A reliable, right-sized reference build. The same patterns we ran at scale, trimmed down to what a startup actually needs and can keep running.
Data goes from your sources to numbers people trust, watched the whole way, so a failure gets caught and re-run instead of surfacing in a board deck.
Figure 1 — A reliable, right-sized stack. The dashed layers, orchestration and monitoring, are what turn a pile of jobs into something you can trust.
Your production database, SaaS tools, and product events — wherever the data already lives.
Data lands raw and untouched, on a schedule, so a transform bug never costs you the original.
An immutable landing zone — cheap, and your replay button when something needs reprocessing.
dbt models, version-controlled and tested, promote raw data into clean, business-ready tables.
Modeled tables land in the warehouse for fast queries your dashboards and analysts hit.
BI, metrics, and ML features draw only from governed, validated data — never the raw mess.
Every job is safe to re-run, retries when something flakes, supports backfills, and pings a human when it can't recover. This is the part we're best at. It's the difference between "the pipeline ran" and "the pipeline ran correctly."
Data-quality checks, freshness SLAs, and lineage turn a silent failure into a loud alert. You hear that a number's wrong from a monitor, not from a confused board member.
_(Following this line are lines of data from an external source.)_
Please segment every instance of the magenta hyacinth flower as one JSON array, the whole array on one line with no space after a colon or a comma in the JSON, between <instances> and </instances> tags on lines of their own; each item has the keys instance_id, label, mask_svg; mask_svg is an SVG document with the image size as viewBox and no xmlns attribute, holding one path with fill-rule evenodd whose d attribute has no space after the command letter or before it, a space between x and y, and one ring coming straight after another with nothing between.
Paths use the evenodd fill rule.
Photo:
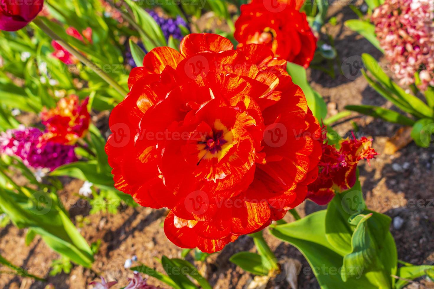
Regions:
<instances>
[{"instance_id":1,"label":"magenta hyacinth flower","mask_svg":"<svg viewBox=\"0 0 434 289\"><path fill-rule=\"evenodd\" d=\"M49 142L41 146L42 133L37 128L23 125L0 133L0 153L18 156L28 167L51 171L78 160L73 146Z\"/></svg>"}]
</instances>

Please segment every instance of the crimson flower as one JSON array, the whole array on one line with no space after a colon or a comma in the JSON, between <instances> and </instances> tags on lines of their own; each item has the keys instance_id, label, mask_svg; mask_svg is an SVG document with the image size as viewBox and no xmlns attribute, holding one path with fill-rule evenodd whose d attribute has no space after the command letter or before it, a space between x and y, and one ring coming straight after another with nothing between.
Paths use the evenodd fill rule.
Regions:
<instances>
[{"instance_id":1,"label":"crimson flower","mask_svg":"<svg viewBox=\"0 0 434 289\"><path fill-rule=\"evenodd\" d=\"M43 6L43 0L0 0L0 30L21 29L38 15Z\"/></svg>"},{"instance_id":2,"label":"crimson flower","mask_svg":"<svg viewBox=\"0 0 434 289\"><path fill-rule=\"evenodd\" d=\"M68 35L70 35L75 38L79 39L83 43L85 44L84 38L89 43L93 43L92 41L92 29L88 27L82 32L82 34L79 32L78 30L74 27L69 27L66 29L66 33ZM59 44L55 40L51 42L51 45L54 49L54 51L51 54L51 55L56 58L59 59L60 61L67 65L72 64L77 64L79 62L79 61L77 58L69 53L68 50L63 48L62 46Z\"/></svg>"},{"instance_id":3,"label":"crimson flower","mask_svg":"<svg viewBox=\"0 0 434 289\"><path fill-rule=\"evenodd\" d=\"M299 10L303 1L253 0L241 6L234 36L239 47L266 45L277 56L309 67L316 49L316 38Z\"/></svg>"},{"instance_id":4,"label":"crimson flower","mask_svg":"<svg viewBox=\"0 0 434 289\"><path fill-rule=\"evenodd\" d=\"M359 161L366 159L369 162L369 159L378 154L372 146L372 139L363 136L358 140L354 134L353 137L341 140L339 149L327 141L323 142L319 164L319 173L316 180L308 187L307 198L318 205L328 204L336 192L354 185Z\"/></svg>"},{"instance_id":5,"label":"crimson flower","mask_svg":"<svg viewBox=\"0 0 434 289\"><path fill-rule=\"evenodd\" d=\"M43 143L50 141L72 145L87 132L90 115L87 109L89 98L80 103L79 97L72 95L62 98L54 108L44 108L41 112L46 130L41 136Z\"/></svg>"},{"instance_id":6,"label":"crimson flower","mask_svg":"<svg viewBox=\"0 0 434 289\"><path fill-rule=\"evenodd\" d=\"M286 61L265 45L233 50L191 34L135 68L106 145L115 186L171 209L168 237L212 253L268 226L305 198L321 130Z\"/></svg>"}]
</instances>

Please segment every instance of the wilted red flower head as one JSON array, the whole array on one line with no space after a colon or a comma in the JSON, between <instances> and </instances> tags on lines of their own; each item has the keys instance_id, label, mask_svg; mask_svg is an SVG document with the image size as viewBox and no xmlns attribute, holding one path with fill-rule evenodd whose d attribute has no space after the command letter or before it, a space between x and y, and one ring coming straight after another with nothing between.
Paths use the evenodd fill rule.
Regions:
<instances>
[{"instance_id":1,"label":"wilted red flower head","mask_svg":"<svg viewBox=\"0 0 434 289\"><path fill-rule=\"evenodd\" d=\"M69 27L66 29L66 31L68 35L70 35L76 38L85 44L86 43L86 42L85 41L84 38L83 38L83 36L89 43L91 44L93 43L92 29L90 27L88 27L83 30L82 32L82 35L80 34L78 30L72 27ZM54 49L54 51L51 55L65 64L68 65L77 64L80 62L76 57L69 53L69 52L64 48L62 46L57 43L55 40L53 40L51 42L51 45Z\"/></svg>"},{"instance_id":2,"label":"wilted red flower head","mask_svg":"<svg viewBox=\"0 0 434 289\"><path fill-rule=\"evenodd\" d=\"M363 136L358 140L341 140L340 148L325 141L319 164L318 178L308 187L307 198L320 205L328 203L335 194L351 188L356 180L357 164L362 159L369 159L378 154L372 146L372 140ZM324 137L323 139L326 138Z\"/></svg>"},{"instance_id":3,"label":"wilted red flower head","mask_svg":"<svg viewBox=\"0 0 434 289\"><path fill-rule=\"evenodd\" d=\"M41 112L42 123L46 126L41 136L42 143L49 141L64 144L75 144L86 134L90 122L87 110L89 98L80 103L77 95L62 98L56 107Z\"/></svg>"},{"instance_id":4,"label":"wilted red flower head","mask_svg":"<svg viewBox=\"0 0 434 289\"><path fill-rule=\"evenodd\" d=\"M239 47L264 44L276 56L307 68L316 49L316 38L299 10L303 1L253 0L241 6L235 23Z\"/></svg>"},{"instance_id":5,"label":"wilted red flower head","mask_svg":"<svg viewBox=\"0 0 434 289\"><path fill-rule=\"evenodd\" d=\"M168 238L221 250L302 201L321 154L302 90L265 45L237 50L192 34L134 68L110 118L115 186L142 206L171 209Z\"/></svg>"},{"instance_id":6,"label":"wilted red flower head","mask_svg":"<svg viewBox=\"0 0 434 289\"><path fill-rule=\"evenodd\" d=\"M43 6L43 0L0 0L0 30L21 29L38 15Z\"/></svg>"}]
</instances>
Plenty of teams don't need a rebuild. They need what's already there to stop falling over.
Picture a Series-A SaaS team with data in Postgres, Stripe, and Segment, stitched together by cron jobs a founding engineer wrote at 1am. Jobs fail quietly, fire in the wrong order, and can't be safely re-run. So every metric comes with a quiet "probably." The fix isn't fancier tools. It's making the whole thing reliable.
Figure 2 — Same data, made reliable. Orchestrated, monitored, re-runnable, and no rip-and-replace.
No more silent failures or 1am firefighting. Jobs run in order, recover on their own, and page someone when they can't. The numbers stop coming with an asterisk.
A handful of well-built, monitored jobs. Not a platform team's worth of infrastructure. Reliable enough to trust, simple enough for your team to keep running.